Many of us are OLD. Just to operate my trigger finger is painful. Cleaning up machine work or reducing spring rates improves the feel and is done in an hour or two.
 
You might inquire at Custom Shop, Inc. in Hamilton, MT. I only bought some rare Colt factory grips from them, but liked what I saw from them.
I was looking at the website, looks like my kind of place.


41
 
I changed my 625 springs with Wolff ribbed reduced power and a 14lb trigger return. Sweet. I've shot about 60 with 100% ignition. Nothing else needed for that one.
If you have ability to do it yourself give it a go.
I put a Wolff ribbed mainspring in my 1971 model 10. It works fine but now has a ringing sound wnen shooting.
 
Changing springs is not a "trigger Job" Yes, you can reduce trigger pull with a lighter rebound spring, Start changing mainsprings and you can end up with lite primer strikes.
Do not go by the first video! The strain screw is not an adjustment.! Do not pry off the side plate.

Shoot the gun for a while.
Amen brother! Correct on all points! DO NOT follow all instructions in that first video! NEVER pry open the side plate! You never have to. Simply tap on the grip frame with a rubber mallet, nylon tipped hammer, plastic screwdriver handle, etc while holding onto the frame or barrel. It will always come loose eventually no matter how tight the side plate; you may just have to strike the grip harder. I've worked on a lot of Smith revovers, and have never seen a case where the side plate didn't pop loose after 2-3 strikes from a rubber/plastic tipped mallet or plastic screwdriver handle.

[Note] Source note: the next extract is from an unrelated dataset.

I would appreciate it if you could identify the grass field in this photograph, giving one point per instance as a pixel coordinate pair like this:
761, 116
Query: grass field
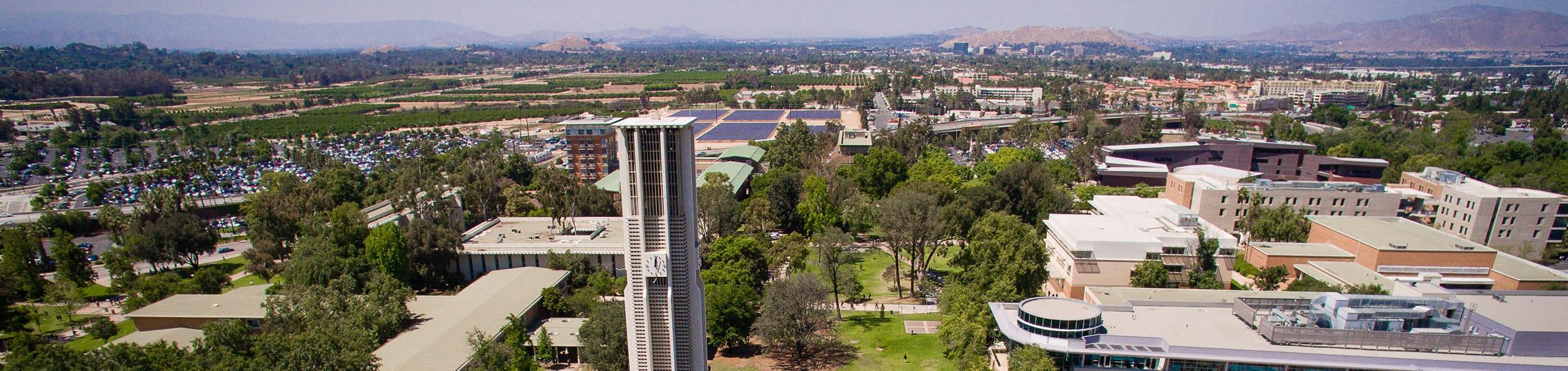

Always bottom out the strain screw or it can eventually work its way loose and cause light strikes. If DA pull is too heavy, shorten the screw slightly. If too light, use a longer strain screw or insert a spent primer cup on the tip of the strain screw. Or use a set screw with Loc tite. A good minimum DA weight range for reliability in a S&W revolver is 7.5 - 8.5 lbs. Sometimes you can go a little lower, but I've found that always works well so far. Also, the guy in the video selected the 12# rebound spring. That works fine in many cases, but I have found I never have a need to go below the 13# spring, and in my experience, going below 13# rebound spring sometimes gives a sluggish trigger return. The 13# spring generally gives me around a 2 lb SA trigger pull but is as low as I want to go for trigger return reliability.